You could do that. But you haven’t and no one has. This is about the current state of how everything works. As it stands, there is only one likely source of Sam’s watchlist entry Joe’s server. If Joe could block the sharing, then there is no possible information leak.
The more this specific change and discussion progresses the less concerned I am about it. The only thing they sync is watched state and user rating both of which are tied to plex account and GUID of the item being acted upon.
Take this (somewhat unrealistic) scenario below in the effort to make a point …
Create a dummy movie file on your server for a recent movie, lets use Jurassic World Dominion as an example.
Make sure the movie is matched and metadata etc is all downloaded.
Now mark the movie as watched and give it a rating and let is sync.
So does this mean the movie is on your server and for that matter you actually watched it ? Not in this example, it just means an entry for the movie is on the plex server but there is no evidence the movie itself is on the server or was even watched.
Just because a sync of watched state or user rating is done does not mean it actually exists on any server.

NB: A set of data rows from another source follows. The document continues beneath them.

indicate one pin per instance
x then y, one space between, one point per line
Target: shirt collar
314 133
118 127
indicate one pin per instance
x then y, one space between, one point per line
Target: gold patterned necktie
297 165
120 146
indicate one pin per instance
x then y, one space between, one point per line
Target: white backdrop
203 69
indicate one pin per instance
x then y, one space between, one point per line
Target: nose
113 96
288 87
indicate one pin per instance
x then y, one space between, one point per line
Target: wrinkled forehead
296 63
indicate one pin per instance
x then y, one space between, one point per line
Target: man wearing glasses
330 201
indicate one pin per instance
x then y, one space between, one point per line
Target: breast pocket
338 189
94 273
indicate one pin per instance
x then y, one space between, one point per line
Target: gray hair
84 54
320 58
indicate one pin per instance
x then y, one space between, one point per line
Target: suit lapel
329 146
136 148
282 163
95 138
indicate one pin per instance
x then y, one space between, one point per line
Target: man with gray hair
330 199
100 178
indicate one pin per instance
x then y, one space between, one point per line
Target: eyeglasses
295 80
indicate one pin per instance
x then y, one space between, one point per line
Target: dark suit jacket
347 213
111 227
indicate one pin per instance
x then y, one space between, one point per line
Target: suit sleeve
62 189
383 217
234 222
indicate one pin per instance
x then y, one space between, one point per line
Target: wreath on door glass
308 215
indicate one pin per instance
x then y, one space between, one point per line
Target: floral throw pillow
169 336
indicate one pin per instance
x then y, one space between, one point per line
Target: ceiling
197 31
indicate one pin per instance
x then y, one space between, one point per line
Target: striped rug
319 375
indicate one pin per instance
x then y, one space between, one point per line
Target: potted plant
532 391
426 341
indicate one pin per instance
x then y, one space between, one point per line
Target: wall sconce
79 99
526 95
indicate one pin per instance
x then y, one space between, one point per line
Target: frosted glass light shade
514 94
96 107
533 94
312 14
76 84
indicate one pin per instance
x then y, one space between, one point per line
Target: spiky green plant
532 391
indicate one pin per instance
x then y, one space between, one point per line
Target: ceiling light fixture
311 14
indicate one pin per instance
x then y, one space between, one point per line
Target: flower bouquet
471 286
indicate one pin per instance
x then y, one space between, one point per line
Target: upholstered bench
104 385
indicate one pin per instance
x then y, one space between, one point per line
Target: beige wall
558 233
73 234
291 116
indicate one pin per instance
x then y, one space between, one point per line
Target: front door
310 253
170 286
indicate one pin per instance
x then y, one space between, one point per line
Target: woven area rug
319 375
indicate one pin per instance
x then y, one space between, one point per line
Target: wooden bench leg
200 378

No one would ever be able to prove that.
For me the concern is the continued approach from plex inc to move configuration away from server based settings to online account based settings. This is something I’ll be watching closely as plex continue to roll out features.
Again, the fact that the user has something matching the name of a copyrighted movie is enough, since that information should be private or at least there should be an option for it to be. If metadata matching is enabled then that information is shared at some point, but preventing it from being transmitted again is still valuable since it is not necessary.